Since joining GLORY, Holzken is 3-0 with stoppage wins over all three opponents. He also holds a decision win over Karapet Karapetyan from early 2012, shortly before they both signed with GLORY. Holzken also compiled an 8-0 record in professional boxing before joining the ranks of the Glory World Series.
‘Bazooka’ Joe Valtellini
10-1, 9 KO’s
Valtellini’s rise through the GLORY ranks has been nothing short of incredible. From being a complete unknown for his GLORY 6 debut, Valtellini is now on everybody’s list of top prospects in the sport. The 29-year-old Canadian-Italian is one of the most exciting talents to emerge from the Canadian fight scene in years.
He trains with Paul Minhas, former coach to PRIDE FC veteran Gary Goodridge, at the Ultimate Martial Arts facility in Toronto. Valtellini has inherited Minhas’ obsession with the low-kick and this has become his core weapon. Most of his opponents have suffered a lot of leg damage in fighting him and a large proportion have actually been stopped by it.
Valtellini is very fit and very fast, technically sound with a good defense and a clever attacking game. From being unranked, he has won all three of his GLORY fights inside the distance to now sit at #2 in the rankings. He is second only to Holzken and he badly wants to test himself against the Dutch standout. This tournament could be the time.
Marc De Bonte
86-11-1, 28 KO’s
Fighting out of Belgium, De Bonte is the tournament dark horse. He has had less international exposure than the other three fighters in the line-up but is no less skilled. De Bonte wanted to be a kickboxer from childhood, ever since he first saw the movies of fellow Belgian martial artist Jean Claude Van Damme.

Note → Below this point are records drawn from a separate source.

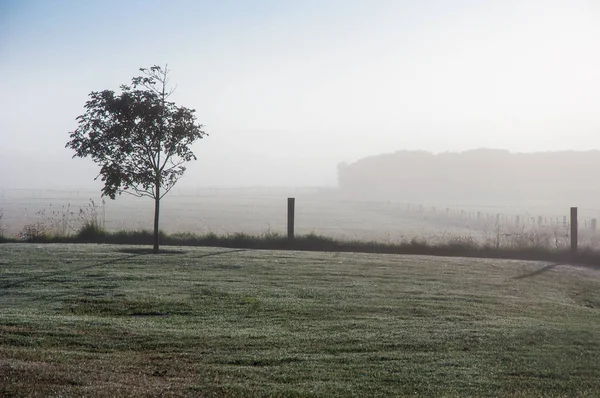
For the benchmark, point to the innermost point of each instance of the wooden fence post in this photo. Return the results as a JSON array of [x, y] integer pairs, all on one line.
[[291, 208], [573, 229]]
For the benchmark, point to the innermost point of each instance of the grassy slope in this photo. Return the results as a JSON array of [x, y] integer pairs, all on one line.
[[104, 320]]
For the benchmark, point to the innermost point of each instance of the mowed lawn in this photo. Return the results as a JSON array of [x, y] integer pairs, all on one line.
[[101, 320]]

De Bonte is a full-time university student, studying Physical Fitness and Education. He says he finds exams harder than fighting. Perhaps that is why he has an intelligent approach to the game, favoring timing and slick counters over mindless forward pressure.
His background is in Muay Thai. De Bonte started training at six years old and has fought more than one hundred times under Muay Thai rules, including fights in Bangkok, Thailand. He has also made a successful venture into professional boxing and sometimes travels to Germany to train with former world champion Arthur Abraham.
42-8-2, 4 KO’s
Armenians have a large and successful presence in combat sports. Karo Parisyan is one of many who achieved success in MMA, Vic Darchinyan is one of several Armenians who won world titles in professional boxing. Now Karapet Karapetyan is looking to add his name to the honor roll of Armenian fighters.
Having moved to Holland in his teens, Karapetyan learned kickboxing there. He fights in the classic Dutch style of constant combinations which work the opponent high and low. Most notable about Karapetyan is his speed and work ethic – he is absolutely relentless, almost mechanical in his output, though with enough flair to use some creative shots and angles.
Outside the ring, Karapetyan is a quiet and cultured man. He holds a master’s degree in law and put his legal career on hold in order to pursue his dream of achieving success in the GLORY World Series. This tournament is the biggest fight of his career and a chance to achieve that dream.